Figure ou carte à jouer

La plupart des cartes à jouer actuellement utilisées en Europe possèdent deux éléments les distinguant : leur valeur et leur enseigne (ou couleur, généralement au nombre de quatre).

Au sein d’une même enseigne, les cartes sont organisées en valeurs croissantes ; si la plupart sont désignées par des nombres (deux, trois, quatre, etc…), certaines ont un nom particulier et sont représentées par le dessin d’une personne. Ces cartes sont appelées « figures ».

Les jeux de carte européens utilisent le plus souvent trois figures pour chaque enseigne, soit douze figures au total. Leur nom varie suivant les régions :

  • les jeux espagnols et italiens comportent un valet (essentiellement représenté par un homme assez jeune, debout), un cavalier (un homme assis sur un cheval) et un roi (un homme portant une couronne) ;
  • les jeux allemands et suisses font également usage de trois figures masculines : un Unter (un homme de basse extraction ou un soldat), un Ober (un homme de classe aisée) et un roi ;
  • les jeux français remplacent la 2e figure masculine par une femme, la dame.
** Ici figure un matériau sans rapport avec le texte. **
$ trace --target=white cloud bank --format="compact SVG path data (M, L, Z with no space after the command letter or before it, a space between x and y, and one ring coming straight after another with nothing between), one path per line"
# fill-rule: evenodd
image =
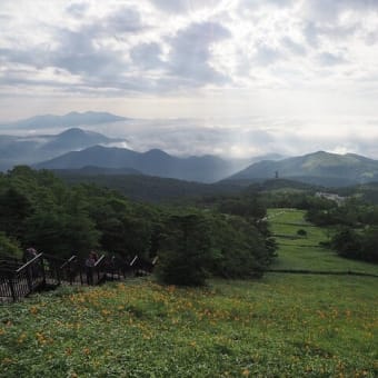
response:
M378 158L378 1L2 0L0 23L1 122L201 118L123 133L188 155Z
L’ordre des cartes varie fortement d’un jeu à l’autre mais les figures sont souvent parmi les plus fortes cartes d’un jeu. Le valet/Unter est souvent la figure la plus faible, suivi du cavalier/Ober/dame. Le roi est souvent la figure la plus forte.

De nombreux jeux de cartes contemporains contiennent un ou deux jokers. S’ils représentent une personne (souvent un bouffon ou clown), ils ne sont généralement pas considérés comme des figures et leur usage diffère des autres cartes. Le tarot français comprend également l’excuse, une carte marquée d’une étoile et représentant un joueur de mandoline ; il s’agit toutefois d’un atout particulier et la carte n’est pas non plus considérée comme une figure.

En dehors d’Europe, les jeux de cartes d’autres traditions ne font pas forcément usage de figures.